Said trick is dark. Even by typical “Hellblazer” standards, and especially by one of my favorite bits of Spurrier-written darkness. (That’d be the time that Doctor Aphra mind-wiped her girlfriend to think that she’d murdered the Doctor.) It’s also not the only bit of bleakness to find its way into this issue as it’s positively crammed with them. Bad people die bad deaths. Good people die bad deaths. And Constantine? He “lives” to magic another day by doing his worst trick: Getting someone close to him to damn themselves for his own sake.
If this sounds like a lot to take in, it is. You can feel Spurrier trying to cram every point he wants to make about the character into this issue while still trying to give the relevant parts enough space to breathe. Oh, and to provide enough closure to a series that he thought he was going to have another six-to-twelve issues to write. I think he does alright on the latter count and well enough on the former. Campbell doesn’t offer him a whole lot of help here as while his art is still moody and atmospheric, it’s also physically dark and murky with a lot of scenes being hard to make out as a result.

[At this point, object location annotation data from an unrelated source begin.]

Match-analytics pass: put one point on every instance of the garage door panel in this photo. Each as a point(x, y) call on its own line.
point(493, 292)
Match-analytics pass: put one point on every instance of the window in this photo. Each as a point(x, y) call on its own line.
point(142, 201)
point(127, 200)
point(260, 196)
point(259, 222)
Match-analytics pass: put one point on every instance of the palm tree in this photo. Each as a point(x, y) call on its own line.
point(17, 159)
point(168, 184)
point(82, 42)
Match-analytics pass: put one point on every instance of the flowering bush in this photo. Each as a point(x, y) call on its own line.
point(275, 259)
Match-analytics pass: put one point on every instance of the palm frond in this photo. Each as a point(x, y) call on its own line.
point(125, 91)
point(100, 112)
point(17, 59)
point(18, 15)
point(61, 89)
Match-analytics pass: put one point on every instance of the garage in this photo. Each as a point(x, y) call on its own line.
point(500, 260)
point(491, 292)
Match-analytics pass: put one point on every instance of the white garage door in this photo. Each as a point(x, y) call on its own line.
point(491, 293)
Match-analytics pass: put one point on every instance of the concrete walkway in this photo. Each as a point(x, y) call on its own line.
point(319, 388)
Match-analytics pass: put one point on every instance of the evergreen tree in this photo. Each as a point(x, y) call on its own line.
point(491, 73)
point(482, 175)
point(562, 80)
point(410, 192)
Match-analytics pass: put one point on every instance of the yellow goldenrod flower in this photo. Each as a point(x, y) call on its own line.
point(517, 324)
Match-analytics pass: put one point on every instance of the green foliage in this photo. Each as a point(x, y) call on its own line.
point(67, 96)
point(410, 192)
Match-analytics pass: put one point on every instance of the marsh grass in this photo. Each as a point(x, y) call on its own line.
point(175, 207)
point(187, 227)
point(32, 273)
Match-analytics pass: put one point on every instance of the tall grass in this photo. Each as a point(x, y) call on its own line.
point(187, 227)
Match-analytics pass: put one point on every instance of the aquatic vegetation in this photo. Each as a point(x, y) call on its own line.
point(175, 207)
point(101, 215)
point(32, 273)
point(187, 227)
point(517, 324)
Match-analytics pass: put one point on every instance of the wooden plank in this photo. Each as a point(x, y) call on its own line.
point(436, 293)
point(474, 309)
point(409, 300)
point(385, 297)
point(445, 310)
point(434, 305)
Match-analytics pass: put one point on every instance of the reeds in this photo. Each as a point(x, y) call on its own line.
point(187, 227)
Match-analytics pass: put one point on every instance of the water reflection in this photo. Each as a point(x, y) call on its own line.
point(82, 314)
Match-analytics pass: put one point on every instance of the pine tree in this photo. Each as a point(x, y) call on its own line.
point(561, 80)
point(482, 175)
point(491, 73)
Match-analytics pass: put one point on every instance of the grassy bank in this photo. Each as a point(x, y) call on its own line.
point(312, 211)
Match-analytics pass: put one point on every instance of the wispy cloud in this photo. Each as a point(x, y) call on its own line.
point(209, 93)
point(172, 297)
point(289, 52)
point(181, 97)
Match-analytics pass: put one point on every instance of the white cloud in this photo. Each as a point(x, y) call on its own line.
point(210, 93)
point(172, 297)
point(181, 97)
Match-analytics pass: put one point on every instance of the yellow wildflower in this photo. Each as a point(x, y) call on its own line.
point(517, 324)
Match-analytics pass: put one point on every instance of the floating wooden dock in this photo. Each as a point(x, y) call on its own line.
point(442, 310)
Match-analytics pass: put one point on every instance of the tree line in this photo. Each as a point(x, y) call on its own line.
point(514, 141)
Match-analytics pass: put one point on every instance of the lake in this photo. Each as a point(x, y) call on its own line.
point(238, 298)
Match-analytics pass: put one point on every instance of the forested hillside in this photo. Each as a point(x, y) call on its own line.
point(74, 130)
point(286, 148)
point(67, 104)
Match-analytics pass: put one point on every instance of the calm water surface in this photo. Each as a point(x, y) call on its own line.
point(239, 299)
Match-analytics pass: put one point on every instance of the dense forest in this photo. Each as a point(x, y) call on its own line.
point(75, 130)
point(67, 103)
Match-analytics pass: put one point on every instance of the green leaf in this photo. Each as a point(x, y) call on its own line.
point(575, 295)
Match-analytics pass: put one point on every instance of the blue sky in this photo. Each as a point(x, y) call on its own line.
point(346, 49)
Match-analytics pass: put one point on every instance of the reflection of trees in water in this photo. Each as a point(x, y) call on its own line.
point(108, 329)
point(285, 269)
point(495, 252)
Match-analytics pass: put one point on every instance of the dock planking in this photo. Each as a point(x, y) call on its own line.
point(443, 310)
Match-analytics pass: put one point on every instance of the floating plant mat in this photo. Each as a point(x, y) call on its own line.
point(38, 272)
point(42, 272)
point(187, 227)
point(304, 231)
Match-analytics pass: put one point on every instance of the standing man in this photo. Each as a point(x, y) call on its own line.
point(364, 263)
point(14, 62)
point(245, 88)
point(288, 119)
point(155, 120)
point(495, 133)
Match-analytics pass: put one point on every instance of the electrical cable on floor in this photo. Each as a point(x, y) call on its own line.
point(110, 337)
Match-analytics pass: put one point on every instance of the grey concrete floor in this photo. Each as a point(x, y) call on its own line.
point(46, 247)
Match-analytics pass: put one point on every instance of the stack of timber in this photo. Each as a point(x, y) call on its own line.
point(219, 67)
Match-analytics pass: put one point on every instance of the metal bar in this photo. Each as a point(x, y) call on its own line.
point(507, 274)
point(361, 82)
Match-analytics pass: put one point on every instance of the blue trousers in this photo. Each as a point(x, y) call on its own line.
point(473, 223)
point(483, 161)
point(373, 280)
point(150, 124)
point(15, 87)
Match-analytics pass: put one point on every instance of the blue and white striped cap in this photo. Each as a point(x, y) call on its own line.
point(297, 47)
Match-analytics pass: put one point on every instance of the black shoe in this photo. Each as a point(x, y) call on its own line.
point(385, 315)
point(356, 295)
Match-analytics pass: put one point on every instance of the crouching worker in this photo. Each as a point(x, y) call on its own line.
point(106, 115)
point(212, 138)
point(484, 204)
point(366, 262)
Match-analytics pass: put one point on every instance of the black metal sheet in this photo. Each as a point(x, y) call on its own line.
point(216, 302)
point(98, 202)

In the end it all feels like Spurrier was determined to find a new way to make Constantine come off as despicable without completely alienating his fanbase. I’m not surprised as the writer has carved out a career in the Big Two by holding up mirrors to the characters he writes so we can see them as they really are. The problem is that Constantine is an irredeemable bastard and creating a story which reflects that goes right past “Entertainingly Dark” and into “Entertainingly Depressing.”
Spurrier is a clever enough writer that he knows how to twist the narrative just enough that we don’t know exactly what’s coming and are spared the pain of knowing what’s going to happen before its characters do. That’s ultimately what makes “The Best Version of You” an entertaining read in the end in spite of its flaws. It also presents a withering, yet true look at its title character along with all the pain that entails. I would’ve followed Spurrier to another volume of this series for all these things, even though I’m left feeling that peering further into Constantine’s soul would either result in a cataclysmically depressing reading experience at worst, or diminishing returns at best.